As a Millennial on the fringes of digital nativism, arrogantly I never thought that I would feel the alienation of technological progress like my parents must have felt with iPods and Facebook (although to my abhorrence they’ve recently jumped on the bandwagon). I am happy to say that our work experience student Archie fervently disavowed this last month. To ensure our understanding of the next generation of consumers (40% by 2020), we asked him to educate us on his generation (Z).
A product of their times
Born 1996-2001, it is generation that has never known a world without Facebook, a black US President or war in the Middle East. Many will grow up not knowing what it’s like to own a house and to be student debt free. In some ways, they are an extreme version of Millennials; impatient, educated, career-driven, social-media hungry, brand-savvy, globalized citizens but in other ways they are the opposite, more conservative – drinking, smoking and drug taking are all in free-fall (embarrassed no doubt of their middle-age boozing parents).

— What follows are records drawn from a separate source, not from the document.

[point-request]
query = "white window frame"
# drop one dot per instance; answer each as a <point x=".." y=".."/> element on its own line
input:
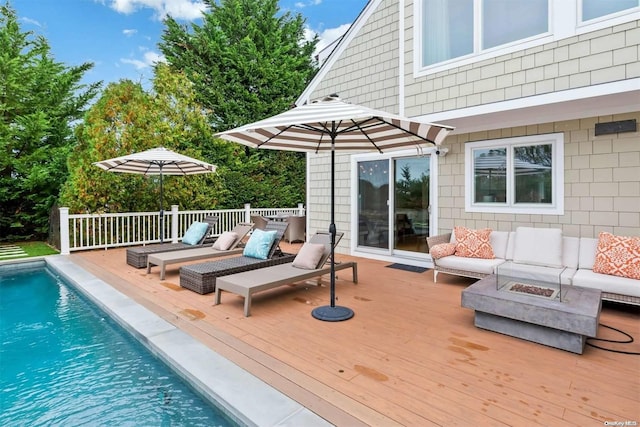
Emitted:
<point x="557" y="192"/>
<point x="564" y="21"/>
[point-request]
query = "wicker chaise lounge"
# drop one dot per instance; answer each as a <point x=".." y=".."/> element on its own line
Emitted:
<point x="201" y="278"/>
<point x="137" y="257"/>
<point x="164" y="259"/>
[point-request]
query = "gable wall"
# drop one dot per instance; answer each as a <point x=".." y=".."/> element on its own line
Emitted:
<point x="598" y="57"/>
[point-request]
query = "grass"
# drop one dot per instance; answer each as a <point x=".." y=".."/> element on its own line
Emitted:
<point x="33" y="249"/>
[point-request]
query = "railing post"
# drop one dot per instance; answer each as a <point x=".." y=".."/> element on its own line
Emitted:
<point x="174" y="223"/>
<point x="247" y="212"/>
<point x="64" y="231"/>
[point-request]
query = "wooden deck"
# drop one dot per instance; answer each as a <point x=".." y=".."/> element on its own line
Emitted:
<point x="410" y="356"/>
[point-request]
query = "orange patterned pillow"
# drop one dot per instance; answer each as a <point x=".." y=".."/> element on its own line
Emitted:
<point x="618" y="256"/>
<point x="442" y="250"/>
<point x="473" y="243"/>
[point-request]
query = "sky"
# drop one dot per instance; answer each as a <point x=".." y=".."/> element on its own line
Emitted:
<point x="120" y="37"/>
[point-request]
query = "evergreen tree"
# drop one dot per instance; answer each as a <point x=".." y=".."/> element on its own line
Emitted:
<point x="248" y="61"/>
<point x="40" y="99"/>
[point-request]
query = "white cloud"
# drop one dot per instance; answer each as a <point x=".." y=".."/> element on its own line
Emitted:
<point x="31" y="21"/>
<point x="179" y="9"/>
<point x="149" y="59"/>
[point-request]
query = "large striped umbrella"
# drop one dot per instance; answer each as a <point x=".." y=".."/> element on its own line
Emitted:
<point x="329" y="125"/>
<point x="157" y="161"/>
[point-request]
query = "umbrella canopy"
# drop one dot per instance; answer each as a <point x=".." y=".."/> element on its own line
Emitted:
<point x="157" y="161"/>
<point x="329" y="125"/>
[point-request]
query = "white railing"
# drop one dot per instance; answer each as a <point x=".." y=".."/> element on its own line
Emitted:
<point x="95" y="231"/>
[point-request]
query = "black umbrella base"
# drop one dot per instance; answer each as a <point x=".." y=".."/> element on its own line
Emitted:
<point x="332" y="314"/>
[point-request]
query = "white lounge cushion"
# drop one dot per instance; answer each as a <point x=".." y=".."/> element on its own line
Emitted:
<point x="538" y="246"/>
<point x="309" y="256"/>
<point x="606" y="282"/>
<point x="478" y="265"/>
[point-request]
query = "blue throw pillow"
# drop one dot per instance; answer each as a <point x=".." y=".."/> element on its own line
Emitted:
<point x="259" y="244"/>
<point x="195" y="233"/>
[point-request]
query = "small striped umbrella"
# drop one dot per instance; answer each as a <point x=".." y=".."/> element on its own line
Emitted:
<point x="157" y="161"/>
<point x="329" y="125"/>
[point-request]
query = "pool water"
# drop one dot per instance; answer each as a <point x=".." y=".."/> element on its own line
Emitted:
<point x="63" y="362"/>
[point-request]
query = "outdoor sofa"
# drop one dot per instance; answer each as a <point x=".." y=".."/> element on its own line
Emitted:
<point x="310" y="262"/>
<point x="228" y="243"/>
<point x="201" y="278"/>
<point x="137" y="257"/>
<point x="539" y="253"/>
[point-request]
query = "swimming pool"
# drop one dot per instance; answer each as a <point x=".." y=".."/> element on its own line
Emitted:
<point x="64" y="362"/>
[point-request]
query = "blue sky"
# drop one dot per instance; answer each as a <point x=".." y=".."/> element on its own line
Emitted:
<point x="120" y="37"/>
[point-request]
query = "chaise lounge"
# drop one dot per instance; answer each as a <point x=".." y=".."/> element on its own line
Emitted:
<point x="250" y="282"/>
<point x="227" y="244"/>
<point x="201" y="278"/>
<point x="137" y="257"/>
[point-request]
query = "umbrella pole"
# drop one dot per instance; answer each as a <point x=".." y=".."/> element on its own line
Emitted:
<point x="332" y="312"/>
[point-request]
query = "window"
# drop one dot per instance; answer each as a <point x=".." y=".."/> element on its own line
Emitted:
<point x="457" y="28"/>
<point x="592" y="9"/>
<point x="515" y="175"/>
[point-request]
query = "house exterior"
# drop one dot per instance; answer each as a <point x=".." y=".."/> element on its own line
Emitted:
<point x="544" y="96"/>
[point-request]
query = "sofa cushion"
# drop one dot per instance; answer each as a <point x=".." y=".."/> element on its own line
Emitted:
<point x="442" y="250"/>
<point x="478" y="265"/>
<point x="618" y="256"/>
<point x="473" y="243"/>
<point x="587" y="253"/>
<point x="499" y="241"/>
<point x="606" y="283"/>
<point x="570" y="251"/>
<point x="538" y="246"/>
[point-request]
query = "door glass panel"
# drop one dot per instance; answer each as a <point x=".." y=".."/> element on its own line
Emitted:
<point x="373" y="211"/>
<point x="411" y="197"/>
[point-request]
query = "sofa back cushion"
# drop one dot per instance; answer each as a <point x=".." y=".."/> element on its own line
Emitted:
<point x="538" y="246"/>
<point x="587" y="255"/>
<point x="499" y="241"/>
<point x="570" y="251"/>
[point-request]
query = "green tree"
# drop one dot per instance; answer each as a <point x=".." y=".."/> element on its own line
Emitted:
<point x="127" y="119"/>
<point x="248" y="61"/>
<point x="40" y="99"/>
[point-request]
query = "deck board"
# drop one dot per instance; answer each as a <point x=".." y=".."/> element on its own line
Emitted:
<point x="410" y="356"/>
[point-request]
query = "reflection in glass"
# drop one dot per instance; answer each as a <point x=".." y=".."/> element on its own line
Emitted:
<point x="373" y="211"/>
<point x="533" y="166"/>
<point x="506" y="21"/>
<point x="490" y="175"/>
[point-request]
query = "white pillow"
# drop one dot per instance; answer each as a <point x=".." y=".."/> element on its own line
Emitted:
<point x="309" y="256"/>
<point x="225" y="241"/>
<point x="538" y="246"/>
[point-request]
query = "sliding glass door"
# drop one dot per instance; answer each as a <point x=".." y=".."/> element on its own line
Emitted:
<point x="393" y="204"/>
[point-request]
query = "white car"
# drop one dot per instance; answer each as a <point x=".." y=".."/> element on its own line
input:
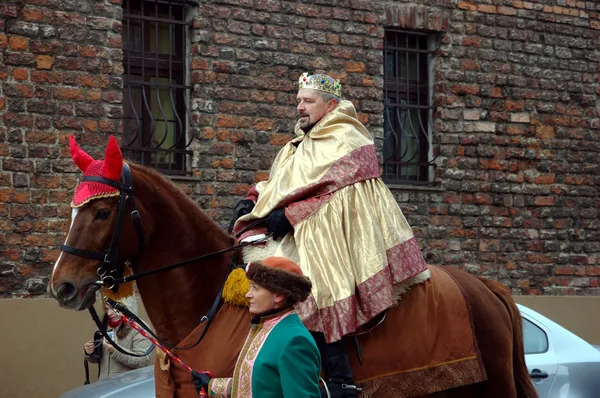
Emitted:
<point x="561" y="365"/>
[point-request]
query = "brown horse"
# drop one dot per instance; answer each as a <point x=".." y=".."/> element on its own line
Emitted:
<point x="176" y="229"/>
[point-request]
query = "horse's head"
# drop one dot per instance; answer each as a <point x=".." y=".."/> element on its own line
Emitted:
<point x="93" y="222"/>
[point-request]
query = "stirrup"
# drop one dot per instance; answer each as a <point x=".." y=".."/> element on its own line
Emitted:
<point x="324" y="385"/>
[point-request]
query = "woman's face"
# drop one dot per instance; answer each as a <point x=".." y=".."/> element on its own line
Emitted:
<point x="262" y="300"/>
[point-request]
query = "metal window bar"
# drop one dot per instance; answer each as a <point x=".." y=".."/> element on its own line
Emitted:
<point x="410" y="145"/>
<point x="155" y="91"/>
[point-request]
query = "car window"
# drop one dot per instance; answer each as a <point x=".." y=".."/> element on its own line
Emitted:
<point x="534" y="338"/>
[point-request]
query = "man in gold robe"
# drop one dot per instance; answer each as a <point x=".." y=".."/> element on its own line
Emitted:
<point x="329" y="211"/>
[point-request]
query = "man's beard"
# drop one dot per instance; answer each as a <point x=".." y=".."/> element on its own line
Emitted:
<point x="308" y="126"/>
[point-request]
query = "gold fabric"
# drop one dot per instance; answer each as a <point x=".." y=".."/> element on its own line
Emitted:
<point x="345" y="219"/>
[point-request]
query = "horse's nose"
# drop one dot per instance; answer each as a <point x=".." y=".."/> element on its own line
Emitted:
<point x="66" y="291"/>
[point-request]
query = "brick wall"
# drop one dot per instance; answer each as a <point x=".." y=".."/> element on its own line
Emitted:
<point x="517" y="116"/>
<point x="59" y="74"/>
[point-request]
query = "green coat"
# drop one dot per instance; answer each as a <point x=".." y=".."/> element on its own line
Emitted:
<point x="279" y="359"/>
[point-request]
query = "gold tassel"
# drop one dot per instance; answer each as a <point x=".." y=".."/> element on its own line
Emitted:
<point x="236" y="287"/>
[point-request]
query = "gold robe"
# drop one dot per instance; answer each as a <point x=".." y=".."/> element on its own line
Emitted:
<point x="349" y="237"/>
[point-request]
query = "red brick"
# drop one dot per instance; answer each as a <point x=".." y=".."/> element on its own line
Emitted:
<point x="263" y="124"/>
<point x="68" y="93"/>
<point x="463" y="5"/>
<point x="544" y="132"/>
<point x="17" y="43"/>
<point x="278" y="139"/>
<point x="355" y="67"/>
<point x="469" y="64"/>
<point x="93" y="81"/>
<point x="45" y="77"/>
<point x="462" y="89"/>
<point x="544" y="201"/>
<point x="32" y="14"/>
<point x="507" y="11"/>
<point x="261" y="176"/>
<point x="472" y="42"/>
<point x="486" y="8"/>
<point x="496" y="92"/>
<point x="226" y="121"/>
<point x="545" y="179"/>
<point x="3" y="41"/>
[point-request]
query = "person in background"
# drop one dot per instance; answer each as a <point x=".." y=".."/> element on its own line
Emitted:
<point x="280" y="357"/>
<point x="328" y="210"/>
<point x="110" y="361"/>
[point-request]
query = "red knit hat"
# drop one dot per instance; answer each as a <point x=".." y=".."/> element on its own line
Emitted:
<point x="109" y="168"/>
<point x="280" y="275"/>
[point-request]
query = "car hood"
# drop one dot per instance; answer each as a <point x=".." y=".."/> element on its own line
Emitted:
<point x="138" y="383"/>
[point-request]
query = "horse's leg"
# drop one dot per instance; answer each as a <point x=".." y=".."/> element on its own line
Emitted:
<point x="495" y="334"/>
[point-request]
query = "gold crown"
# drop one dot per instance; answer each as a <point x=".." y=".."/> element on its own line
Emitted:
<point x="320" y="82"/>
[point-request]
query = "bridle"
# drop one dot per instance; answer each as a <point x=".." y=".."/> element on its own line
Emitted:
<point x="111" y="269"/>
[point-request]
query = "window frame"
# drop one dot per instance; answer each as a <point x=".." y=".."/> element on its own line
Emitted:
<point x="142" y="67"/>
<point x="398" y="88"/>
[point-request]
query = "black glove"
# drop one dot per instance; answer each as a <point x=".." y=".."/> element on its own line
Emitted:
<point x="278" y="224"/>
<point x="200" y="380"/>
<point x="242" y="208"/>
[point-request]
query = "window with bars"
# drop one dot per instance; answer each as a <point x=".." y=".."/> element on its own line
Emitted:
<point x="155" y="89"/>
<point x="409" y="143"/>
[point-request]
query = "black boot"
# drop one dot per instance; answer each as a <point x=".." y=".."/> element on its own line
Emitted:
<point x="338" y="373"/>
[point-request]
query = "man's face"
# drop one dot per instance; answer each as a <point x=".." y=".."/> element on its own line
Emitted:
<point x="112" y="314"/>
<point x="311" y="107"/>
<point x="262" y="300"/>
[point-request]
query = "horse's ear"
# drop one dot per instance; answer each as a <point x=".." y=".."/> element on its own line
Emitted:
<point x="113" y="160"/>
<point x="80" y="157"/>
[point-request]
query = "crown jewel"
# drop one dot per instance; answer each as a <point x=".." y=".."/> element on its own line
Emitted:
<point x="320" y="82"/>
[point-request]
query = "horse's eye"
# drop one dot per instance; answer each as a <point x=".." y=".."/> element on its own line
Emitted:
<point x="102" y="214"/>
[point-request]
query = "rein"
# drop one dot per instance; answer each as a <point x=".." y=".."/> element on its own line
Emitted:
<point x="111" y="269"/>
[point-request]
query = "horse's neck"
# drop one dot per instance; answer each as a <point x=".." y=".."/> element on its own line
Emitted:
<point x="176" y="300"/>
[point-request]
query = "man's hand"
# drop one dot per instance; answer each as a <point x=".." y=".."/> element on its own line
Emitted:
<point x="108" y="347"/>
<point x="200" y="380"/>
<point x="278" y="224"/>
<point x="88" y="347"/>
<point x="242" y="208"/>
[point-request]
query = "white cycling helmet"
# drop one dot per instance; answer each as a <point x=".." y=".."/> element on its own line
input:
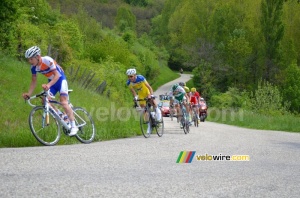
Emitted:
<point x="33" y="51"/>
<point x="131" y="72"/>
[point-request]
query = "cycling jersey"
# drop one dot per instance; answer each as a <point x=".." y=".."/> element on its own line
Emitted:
<point x="47" y="68"/>
<point x="140" y="87"/>
<point x="178" y="93"/>
<point x="194" y="98"/>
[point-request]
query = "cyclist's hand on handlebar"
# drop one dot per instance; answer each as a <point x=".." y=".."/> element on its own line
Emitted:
<point x="25" y="96"/>
<point x="45" y="87"/>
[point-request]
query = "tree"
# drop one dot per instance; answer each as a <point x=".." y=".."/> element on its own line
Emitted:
<point x="125" y="19"/>
<point x="291" y="86"/>
<point x="8" y="17"/>
<point x="272" y="30"/>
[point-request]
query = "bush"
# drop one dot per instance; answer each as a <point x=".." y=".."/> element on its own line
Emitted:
<point x="233" y="98"/>
<point x="268" y="100"/>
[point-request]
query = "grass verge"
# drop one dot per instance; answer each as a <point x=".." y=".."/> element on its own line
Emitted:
<point x="247" y="119"/>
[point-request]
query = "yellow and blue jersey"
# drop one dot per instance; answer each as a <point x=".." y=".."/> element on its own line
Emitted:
<point x="139" y="86"/>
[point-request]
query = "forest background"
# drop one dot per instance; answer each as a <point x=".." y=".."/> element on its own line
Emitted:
<point x="243" y="54"/>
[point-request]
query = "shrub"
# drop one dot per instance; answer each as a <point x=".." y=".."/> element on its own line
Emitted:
<point x="268" y="100"/>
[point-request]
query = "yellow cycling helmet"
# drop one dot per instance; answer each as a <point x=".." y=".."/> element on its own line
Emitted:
<point x="186" y="89"/>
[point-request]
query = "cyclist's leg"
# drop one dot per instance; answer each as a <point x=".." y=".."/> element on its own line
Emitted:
<point x="143" y="105"/>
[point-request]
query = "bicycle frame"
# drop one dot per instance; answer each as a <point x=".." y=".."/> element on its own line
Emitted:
<point x="45" y="96"/>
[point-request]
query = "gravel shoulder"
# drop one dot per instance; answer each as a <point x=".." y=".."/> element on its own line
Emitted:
<point x="140" y="167"/>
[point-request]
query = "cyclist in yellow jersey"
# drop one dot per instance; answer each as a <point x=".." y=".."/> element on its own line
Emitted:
<point x="187" y="91"/>
<point x="141" y="89"/>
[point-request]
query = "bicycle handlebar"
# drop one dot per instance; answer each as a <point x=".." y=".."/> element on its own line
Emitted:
<point x="145" y="99"/>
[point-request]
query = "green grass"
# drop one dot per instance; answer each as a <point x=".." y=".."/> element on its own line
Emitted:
<point x="166" y="75"/>
<point x="252" y="120"/>
<point x="112" y="120"/>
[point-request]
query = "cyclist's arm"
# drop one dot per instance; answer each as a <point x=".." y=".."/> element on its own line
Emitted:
<point x="53" y="81"/>
<point x="149" y="87"/>
<point x="32" y="85"/>
<point x="133" y="92"/>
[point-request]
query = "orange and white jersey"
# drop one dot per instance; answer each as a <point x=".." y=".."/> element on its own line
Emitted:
<point x="47" y="68"/>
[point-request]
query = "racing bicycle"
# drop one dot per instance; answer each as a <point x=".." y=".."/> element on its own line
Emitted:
<point x="148" y="118"/>
<point x="184" y="118"/>
<point x="195" y="117"/>
<point x="46" y="123"/>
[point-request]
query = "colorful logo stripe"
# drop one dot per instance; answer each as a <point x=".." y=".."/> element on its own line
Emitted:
<point x="185" y="157"/>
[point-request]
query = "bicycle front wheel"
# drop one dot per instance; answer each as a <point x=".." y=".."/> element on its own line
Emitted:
<point x="85" y="124"/>
<point x="47" y="134"/>
<point x="145" y="123"/>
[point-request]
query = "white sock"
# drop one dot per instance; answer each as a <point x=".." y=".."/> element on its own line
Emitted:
<point x="73" y="124"/>
<point x="158" y="114"/>
<point x="149" y="128"/>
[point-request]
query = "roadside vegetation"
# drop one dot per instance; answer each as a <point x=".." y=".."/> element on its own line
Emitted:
<point x="244" y="57"/>
<point x="113" y="118"/>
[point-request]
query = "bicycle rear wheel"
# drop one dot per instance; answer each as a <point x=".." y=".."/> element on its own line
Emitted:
<point x="195" y="119"/>
<point x="46" y="134"/>
<point x="159" y="127"/>
<point x="145" y="122"/>
<point x="85" y="124"/>
<point x="183" y="123"/>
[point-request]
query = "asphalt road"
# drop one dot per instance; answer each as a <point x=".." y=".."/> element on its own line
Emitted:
<point x="140" y="167"/>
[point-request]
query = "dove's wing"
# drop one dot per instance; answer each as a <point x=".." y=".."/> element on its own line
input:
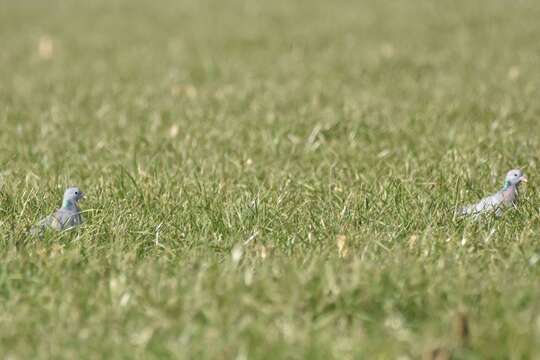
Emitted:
<point x="61" y="219"/>
<point x="487" y="204"/>
<point x="68" y="218"/>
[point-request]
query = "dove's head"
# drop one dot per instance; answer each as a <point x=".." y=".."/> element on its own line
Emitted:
<point x="71" y="196"/>
<point x="514" y="178"/>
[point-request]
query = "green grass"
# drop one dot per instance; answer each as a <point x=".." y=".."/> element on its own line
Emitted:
<point x="226" y="145"/>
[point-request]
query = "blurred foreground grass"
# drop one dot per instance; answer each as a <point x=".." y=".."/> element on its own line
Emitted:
<point x="228" y="148"/>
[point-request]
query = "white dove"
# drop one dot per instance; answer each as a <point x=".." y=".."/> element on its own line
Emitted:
<point x="66" y="217"/>
<point x="504" y="198"/>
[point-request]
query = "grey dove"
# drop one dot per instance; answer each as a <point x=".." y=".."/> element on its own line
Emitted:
<point x="66" y="217"/>
<point x="504" y="198"/>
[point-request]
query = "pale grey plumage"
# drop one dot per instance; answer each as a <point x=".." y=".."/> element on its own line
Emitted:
<point x="66" y="217"/>
<point x="504" y="198"/>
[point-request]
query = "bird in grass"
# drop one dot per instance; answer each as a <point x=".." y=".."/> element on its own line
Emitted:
<point x="66" y="217"/>
<point x="504" y="198"/>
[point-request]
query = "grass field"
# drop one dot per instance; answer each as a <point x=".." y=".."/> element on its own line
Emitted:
<point x="269" y="179"/>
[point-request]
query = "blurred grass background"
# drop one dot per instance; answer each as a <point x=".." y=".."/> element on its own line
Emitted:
<point x="269" y="179"/>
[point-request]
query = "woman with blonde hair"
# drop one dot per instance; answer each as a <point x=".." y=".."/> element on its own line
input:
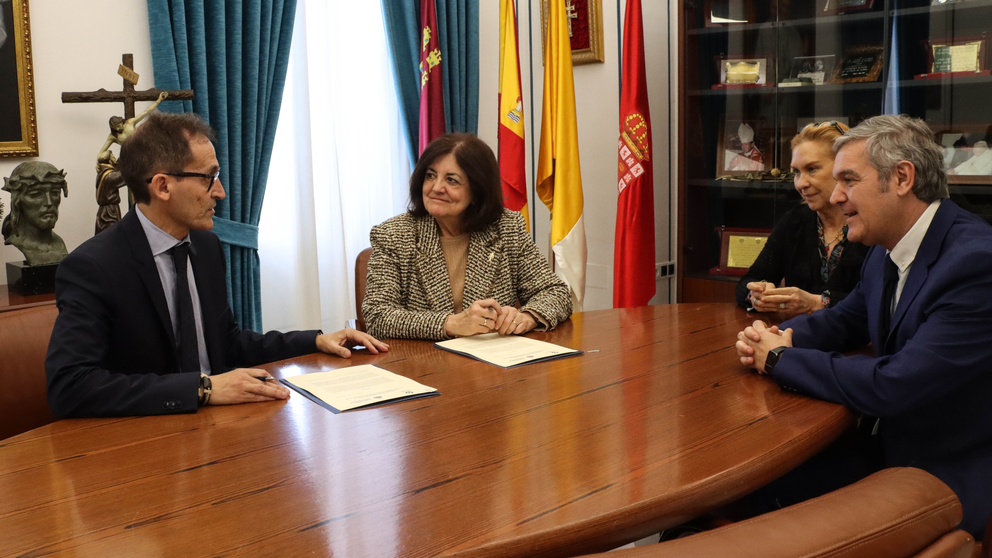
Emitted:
<point x="808" y="250"/>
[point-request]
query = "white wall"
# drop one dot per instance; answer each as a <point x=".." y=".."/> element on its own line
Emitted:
<point x="76" y="49"/>
<point x="597" y="100"/>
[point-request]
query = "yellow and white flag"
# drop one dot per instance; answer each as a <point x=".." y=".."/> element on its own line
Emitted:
<point x="559" y="180"/>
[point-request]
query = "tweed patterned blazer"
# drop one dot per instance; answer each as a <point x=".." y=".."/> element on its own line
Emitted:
<point x="409" y="294"/>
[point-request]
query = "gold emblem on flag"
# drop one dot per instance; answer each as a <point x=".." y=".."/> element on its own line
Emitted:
<point x="635" y="136"/>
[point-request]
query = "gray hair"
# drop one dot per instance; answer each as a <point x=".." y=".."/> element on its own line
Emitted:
<point x="890" y="139"/>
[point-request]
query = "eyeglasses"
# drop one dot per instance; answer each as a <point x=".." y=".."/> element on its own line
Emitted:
<point x="213" y="177"/>
<point x="832" y="123"/>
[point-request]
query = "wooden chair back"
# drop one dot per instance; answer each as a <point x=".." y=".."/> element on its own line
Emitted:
<point x="24" y="336"/>
<point x="361" y="279"/>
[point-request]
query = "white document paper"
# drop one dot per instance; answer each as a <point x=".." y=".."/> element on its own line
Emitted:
<point x="507" y="351"/>
<point x="358" y="386"/>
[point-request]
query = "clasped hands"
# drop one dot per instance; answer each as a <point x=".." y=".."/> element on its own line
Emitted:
<point x="487" y="316"/>
<point x="756" y="340"/>
<point x="788" y="301"/>
<point x="245" y="385"/>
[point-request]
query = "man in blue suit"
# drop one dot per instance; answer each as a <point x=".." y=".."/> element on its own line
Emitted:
<point x="925" y="305"/>
<point x="144" y="326"/>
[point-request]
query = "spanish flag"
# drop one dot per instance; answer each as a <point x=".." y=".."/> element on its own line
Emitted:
<point x="510" y="131"/>
<point x="559" y="180"/>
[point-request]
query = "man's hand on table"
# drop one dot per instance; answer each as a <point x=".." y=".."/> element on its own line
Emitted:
<point x="245" y="385"/>
<point x="756" y="340"/>
<point x="339" y="342"/>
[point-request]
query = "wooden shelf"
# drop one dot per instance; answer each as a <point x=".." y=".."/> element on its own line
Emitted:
<point x="13" y="301"/>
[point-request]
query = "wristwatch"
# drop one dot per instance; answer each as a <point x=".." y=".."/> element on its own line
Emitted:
<point x="772" y="359"/>
<point x="206" y="387"/>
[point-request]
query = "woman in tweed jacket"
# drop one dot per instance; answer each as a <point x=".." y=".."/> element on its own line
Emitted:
<point x="457" y="263"/>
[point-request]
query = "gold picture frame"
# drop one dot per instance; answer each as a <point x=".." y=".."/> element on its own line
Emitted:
<point x="586" y="17"/>
<point x="739" y="248"/>
<point x="18" y="120"/>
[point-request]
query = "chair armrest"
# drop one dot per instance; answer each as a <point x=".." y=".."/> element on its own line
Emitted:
<point x="895" y="513"/>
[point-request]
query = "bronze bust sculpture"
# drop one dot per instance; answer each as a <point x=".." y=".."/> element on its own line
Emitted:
<point x="36" y="189"/>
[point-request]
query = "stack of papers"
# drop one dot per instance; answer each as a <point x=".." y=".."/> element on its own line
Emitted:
<point x="357" y="386"/>
<point x="508" y="351"/>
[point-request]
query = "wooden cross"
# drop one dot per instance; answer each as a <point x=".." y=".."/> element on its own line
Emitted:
<point x="570" y="14"/>
<point x="128" y="95"/>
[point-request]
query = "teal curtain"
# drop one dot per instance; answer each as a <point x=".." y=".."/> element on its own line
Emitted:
<point x="458" y="21"/>
<point x="459" y="35"/>
<point x="402" y="22"/>
<point x="234" y="56"/>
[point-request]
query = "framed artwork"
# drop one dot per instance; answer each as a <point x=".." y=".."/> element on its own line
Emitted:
<point x="585" y="29"/>
<point x="859" y="64"/>
<point x="967" y="157"/>
<point x="742" y="71"/>
<point x="18" y="124"/>
<point x="838" y="6"/>
<point x="739" y="248"/>
<point x="744" y="145"/>
<point x="819" y="69"/>
<point x="721" y="13"/>
<point x="960" y="54"/>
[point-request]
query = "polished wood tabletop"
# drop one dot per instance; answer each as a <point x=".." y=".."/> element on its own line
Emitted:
<point x="656" y="423"/>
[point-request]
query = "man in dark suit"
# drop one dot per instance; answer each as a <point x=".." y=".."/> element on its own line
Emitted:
<point x="925" y="305"/>
<point x="144" y="325"/>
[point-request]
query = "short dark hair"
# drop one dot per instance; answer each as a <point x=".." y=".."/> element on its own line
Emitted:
<point x="160" y="144"/>
<point x="478" y="163"/>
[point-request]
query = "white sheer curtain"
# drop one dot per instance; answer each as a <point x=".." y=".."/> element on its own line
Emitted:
<point x="339" y="165"/>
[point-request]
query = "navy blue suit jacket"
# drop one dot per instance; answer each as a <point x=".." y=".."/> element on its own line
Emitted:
<point x="933" y="388"/>
<point x="113" y="350"/>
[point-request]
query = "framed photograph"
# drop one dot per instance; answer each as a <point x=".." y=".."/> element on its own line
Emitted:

They are in part a reaction against Baby Boomers’ profligacy, the most iconoclastic, self-absorbed and grandiose generation in history. For the first time in history, Generation Z will have it tougher than their parents. As a result, they are more mature, cautious, in control and yearning for a good education and careers.
Internet is my basic right
This generation hasn’t yet matured into fully-fledged consumers and, still nested under parental wings, don’t have the disposable income to spend frivolously on what they want. Without a sense of fatality to make them think about a healthy lifestyle that comes with age, their obsessions lie in cheap and indulgence-led food and drink, clothing and technology. Music streaming has seemingly climbed up near Internet in Maslow’s hierarchy of need – in a study by JWT, 90% would be upset if they had to give up their Internet connection and 56% downloading music.
Natural born entrepreneurs
These future-consumers are also incredibly entrepreneurial. In a study byMillennial Branding, 72% of Gen Z in the US want to start a business someday and 3% already have one (Gallup). Unsurprising, therefore, that Archie came to Piper intent on harvesting our thoughts on starting an ecommerce-driven gadgets retailer. The world to him seems smaller than ever, unfazed at buying in China and selling all across Europe.
Clandestine entrepreneurship is already rife in this generation. Archie told us about how lots of his friends are already buying and selling on Amazon, eBay, Instagram and Depop (mobile social shopping app). Depop is the place to buy extortionately priced trendy brands at slightly less extortionate prices and plugs into the 55% of Generation Z who say that they would rather buy clothes online (JWT).
A few months ago, I walked past the Supreme (NY skater brand) store in Soho perplexed at the winding hipster queue at 11am – for some, queuing up for hours to buy up racks of Supreme to sell on Depop has become a tidy profit-generating hobby. Snapchat (63% of its 100,000+ daily active users are 13-34) and Instagram are the clear winners for those wanting to popularise their grassroots trading business, using it to post product images and lifestyle shots.
It is fascinating and heartening to see that, despite the economic uncertainty, Archie and others of his age feel that they have the skills to be entrepreneurs themselves. Having witnessed a boom in individuals creating brands from scratch on social media, they want to start businesses that reflect their life interests (76% wish their hobby would turn into a full-time job versus 50% of Millennials, CAA) and, most encouragingly, to have a positive impact on the world (60% versus 39% of Millennials).
At Piper, we see a lot of Millennial entrepreneurs building fantastic businesses, we look forward to meeting our first Generation Z entrepreneur creating brands that reflect their generational sensibilities.